Centenas de mulheres de Myanmar são vítimas de tráfico sexual na China, compradas e violadas para ter filhos. O escândalo é denunciado no relatório "Dá-nos um bebé e deixamos-te ir", divulgado na quinta-feira pela organização de direitos humanos Human Rights Watch (HRW).
De acordo com o relatório de 112 páginas, concluído após três anos de pesquisa da HRW, as mulheres birmanesas são traficadas para a China pela fronteira a norte de Myanmar, antiga Birmânia. Com entrevistas a 37 sobreviventes e familiares da comunidade local, o dossiê apresenta detalhes de como as vítimas confiavam nas promessas de trabalho através de familiares e conhecidos que acabavam por vendê-las por valores entre os 2600 e 11.500 euros a famílias na China. Uma vez no país vizinho, as mulheres eram presas e violadas até engravidarem.
"A família colocou-me num quarto. Amarraram-me novamente... Estive trancada durante um mês ou dois. Quando chegava a hora do almoço, mandavam-me a comida. Gritava muito... Sempre que o homem chinês me trazia comida, eu era violada", relatou uma mulher birmanesa vítima da rede de tráfico sexual, depois de ter sido vendida pela própria irmã quando tinha apenas 16 anos.
No relatório da HRW, é criticada a passividade das autoridades na fronteira entre Myanmar e China. "Olhavam uns para os outros enquanto traficantes sem escrúpulos vendiam mulheres e meninas para cativeiro e abusos indescritíveis", afirmou Heather Barr, co-diretora do departamento de mulheres da organização e autora do relatório. "A falta de meios de subsistência e de proteção dos direitos básicos tornaram essas mulheres presas fáceis para os traficantes, que têm pouco a temer sobre a aplicação da lei em ambos os lados da fronteira".
Sobreviventes que conseguiram escapar confessam que os homens chineses estavam mais interessados em ter um filho do que uma esposa.

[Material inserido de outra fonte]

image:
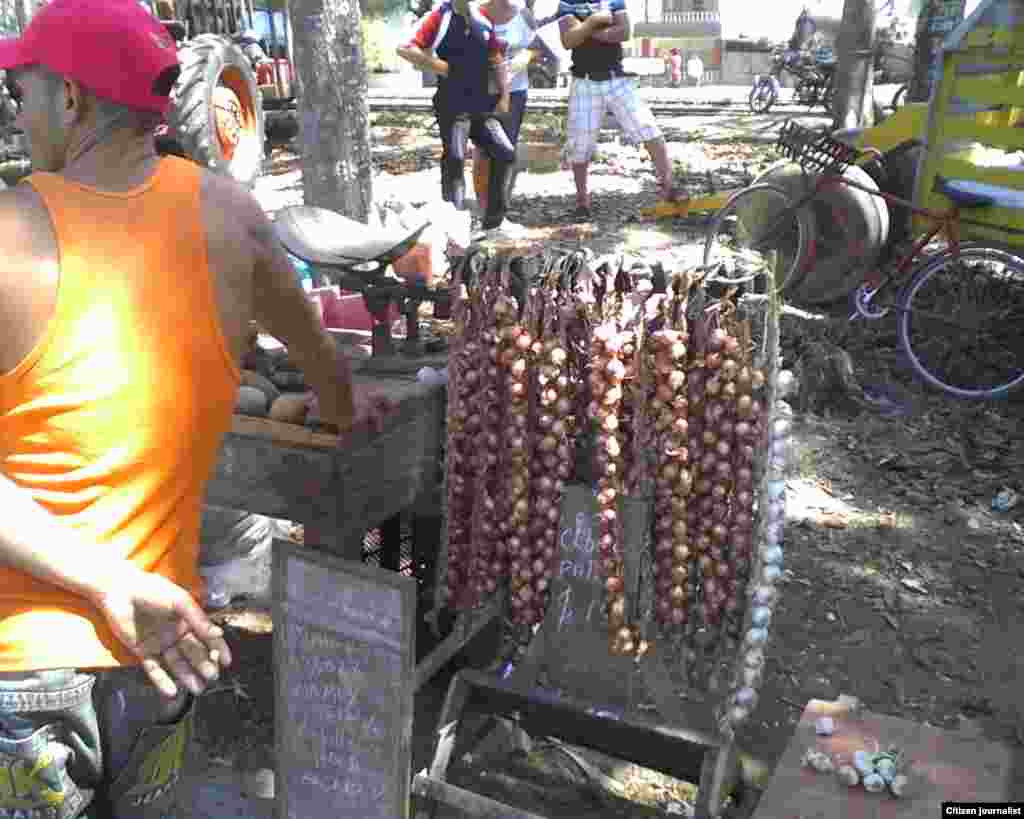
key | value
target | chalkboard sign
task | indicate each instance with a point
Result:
(343, 651)
(576, 655)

Segundo o jornal espanhol "El País", a população feminina na China tem diminuído desde 1987 e a diferença do número de homens e mulheres entre 15 e 29 anos aumentou devido à preferência para a política de filho único entre 1979 e 2015 e as restrições sobre os direitos reprodutivos das mulheres. O mesmo jornal refere ainda que a China "carece de 30 a 40 milhões de mulheres" por causa da discriminação da população feminina que afeta o país e outras sociedades patriarcais na Ásia, segundo as estimativas do British Medical Bulletin.

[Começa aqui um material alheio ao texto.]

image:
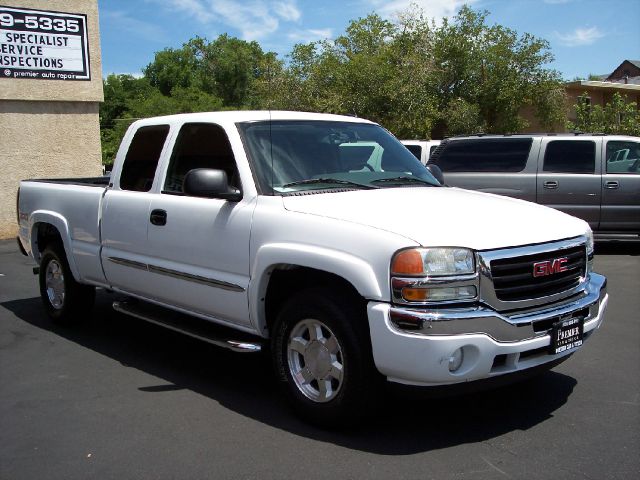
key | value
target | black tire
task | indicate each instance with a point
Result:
(328, 399)
(65, 300)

Mais de 200 casos registados
Dado o desequilíbrio demográfico, algumas famílias chinesas optam por comprar meninas e mulheres vítimas de redes de tráfico de países vizinhos. Não existe um número exato de mulheres vendidas para a China, mas a Comissão de Direitos Humanos de Myanmar registou 226 casos apenas em 2017. Porém, acredita-se que o número de vítimas será muito maior. "É difícil saber se o número sobe ou desce, mas vários especialistas acreditam que o número aumenta à medida que o conflito no estado de Kachin continua", disse Heather Barr.
Segundo o relatório, grande parte das sobreviventes entrevistadas durante a investigação fazem parte da população de mais de 100 mil refugiados por causa dos combates nos estados de Kachin e Shan. Em 2011, Myanmar encerrou um cessar-fogo de 17 anos, retomando os ataques contra grupos étnicos armados. O governo bloqueou a assistência humanitária nesses campos de refugiados, alguns dos quais estão sob controlo da Organização da Independência de Kachin, oposição armada. As mulheres dedicam a vida a cuidar da família, enquanto os homens participam no conflito.
"Os governos de Myanmar e China, bem como a Organização pela Independência de Kachin, devem fazer muito mais para prevenir o tráfico, recuperar e assistir as vítimas e processar os traficantes", afirmou Barr. "Os ativistas e organizações internacionais devem apoiar grupos locais que fazem trabalho duro, que os governos não ousam fazer, para resgatar mulheres e meninas e ajudá-las a recuperar".
Um regresso sem esperança
Depois de dar à luz, algumas mulheres escapam, mas deixam os filhos nas mãos dos captores e violadores. De acordo com o relatório, as sobreviventes que regressam a Myanmar têm que lidar com o trauma e o estigma com pouca ajuda das organizações, que não têm recursos e capacidade para ajudar as vítimas de tráfico sexual.
As dificuldades são maiores tendo em conta a "desonra" com que as vítimas são vistas na reintegração numa sociedade profundamente cristã e onde "as pessoas olham com desprezo para as mulheres que foram traficadas para a China", disse uma das sobreviventes. Barr, especialista da HRW, diz ter encontrado uma mulher que foi mantida em cativeiro durante nove anos, duas outras que se tornaram vítimas de redes de tráfico em duas ocasiões e uma vítima de apenas 14 anos.